Abstract
Background
Clinical isolates of herb-resistant uropathogenic E. coli were isolated. It was possible that the virulence genotypes and phylogenetic background of E. coli differed between Chinese herb-resistant E. coli and -susceptible isolates. For this purpose, the prevalence of virulence factors (VFs) and phylogenetic background, with regard to Chinese herb resistance, among E. coli strains causing acute pyelonephritis from China were investigated.
Materials and Methods
E. coli isolates from patients with acute pyelonephritis were used in this study. Standard disc diffusion methodology was used to test the susceptibility of Chinese herbal concoction against E. coli strains. Multiplex PCR amplifications employed three markers (chuA, yjaA, and TSPE4.C2) to classify E. coli isolates into one of four phylogenetic groups (group A, B1, B2, or D). The isolates were also tested for 14 virulence-associated traits (VFs) of uropathogenic E. coli.
Results
A total of 115 E. coli strains were isolated. 79 (68.7%) were susceptible and 36 (31.3%) were resistant to the herbal concoction. 20.9% of the isolates encoded three or more of VFs for which they were screened, with 13.9% in susceptible isolates and 36.1% in resistant isolates. The key VFs (fyuA and/or iutA siderophores) present in >80% of isolates. The papA and papC adhesins were detected in the majority of resistant isolates (72.2% and 63.9% respectively). 78.5% of susceptible isolates belong to phylogenetic groups A, while 83.3% of resistant isolates belong to group B2.
Conclusion
PapA and papC are significant VFs with an essential role in contributing to Chinese herb-resistance. Chinese herb-resistance is associated with a shift towards more virulent strains and B2 phylogenetic group.
Keywords: Escherichia coli, Virulence factors, Phylogenetic group, Chinese herb-resistance
Introduction
Pyelonephritis is an important contributor to the overall health burden and costs attributable to urinary tract infection (UTI). Recently, managing pyelonephritis has been increasingly complicated by the increasing prevalence of resistance to antimicrobial agents among the causative microorganisms, most notably Escherichia coli (E. coli) (Jeon et al., 2012). E. coli causes 80% of cases of acute pyelonephritis in women and 70% of cases in men (Czaja et al., 2017).
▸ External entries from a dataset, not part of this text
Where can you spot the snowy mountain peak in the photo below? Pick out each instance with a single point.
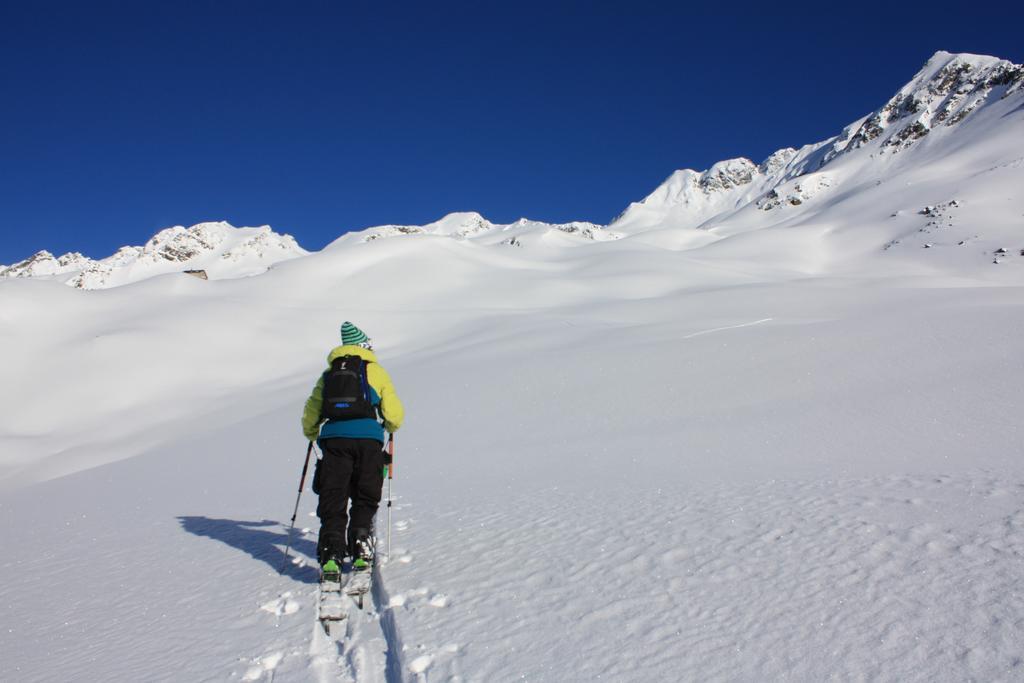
(473, 226)
(946, 95)
(945, 91)
(218, 248)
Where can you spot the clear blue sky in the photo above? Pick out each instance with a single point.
(317, 117)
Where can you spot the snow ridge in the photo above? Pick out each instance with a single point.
(217, 248)
(944, 96)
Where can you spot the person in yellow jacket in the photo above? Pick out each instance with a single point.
(351, 407)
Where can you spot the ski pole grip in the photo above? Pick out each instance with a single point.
(305, 467)
(390, 457)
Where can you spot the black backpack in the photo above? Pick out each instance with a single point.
(346, 390)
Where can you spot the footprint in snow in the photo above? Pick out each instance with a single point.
(284, 604)
(421, 664)
(263, 665)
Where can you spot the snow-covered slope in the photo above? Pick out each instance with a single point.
(783, 453)
(218, 249)
(473, 226)
(950, 138)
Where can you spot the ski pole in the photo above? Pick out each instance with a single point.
(390, 477)
(302, 483)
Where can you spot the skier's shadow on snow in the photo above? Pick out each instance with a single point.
(264, 541)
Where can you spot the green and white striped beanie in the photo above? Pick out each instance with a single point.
(351, 335)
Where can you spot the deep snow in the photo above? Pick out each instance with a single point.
(766, 450)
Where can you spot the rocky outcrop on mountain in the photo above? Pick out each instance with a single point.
(946, 91)
(946, 94)
(218, 248)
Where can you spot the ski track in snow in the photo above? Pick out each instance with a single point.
(728, 327)
(834, 497)
(822, 580)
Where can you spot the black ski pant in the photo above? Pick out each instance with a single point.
(352, 469)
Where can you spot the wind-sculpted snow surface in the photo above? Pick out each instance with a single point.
(720, 455)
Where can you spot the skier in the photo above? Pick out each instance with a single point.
(347, 400)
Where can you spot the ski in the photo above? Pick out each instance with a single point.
(358, 585)
(333, 605)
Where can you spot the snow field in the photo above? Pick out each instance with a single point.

Herbal medicine has been an integral part of traditional Chinese medicine (TCM) for more than 2000 years. Many herbal formulations have been developed and are used in the treatment of UTIs. Herbal formulation used in this study was proved to have antimicrobial and anti-adherent effects in our previous reseach (Tong et al., 2011a; Tong et al., 2011b). But clinical isolates of uropathogenic E. coli resistant to this herbal formulation have been isolated. It is possible that the virulence genotypes and phylogenetic background of E. coli differs between Chinese herb-resistant E. coli and -susceptible isolates. For this purpose, the prevalence of virulence factors (VFs) and phylogenetic background, with regard to Chinese herb resistance, among E. coli strains causing acute pyelonephritis from China were investigated.
Materials and Methods
Clinical isolates
The study was performed at the First Affilliated Hospital to Changchun University of Chinese Medicine between 2011 and 2012. Inclusion criteria were that patients with clinical symptoms of acute pyelonephritis: bacteriuria ≥ 105/ml, fever ≥ 38.3□, costovertebral pain, and dysuria (Olesen et al., 1994). Exclusion criteria were current treatment for urolithiasis or hydronephrosis, pregnancy, hemodialysis or peritoneal dialysis, a history of kidney transplantation or known presence of polycystic kidney disease.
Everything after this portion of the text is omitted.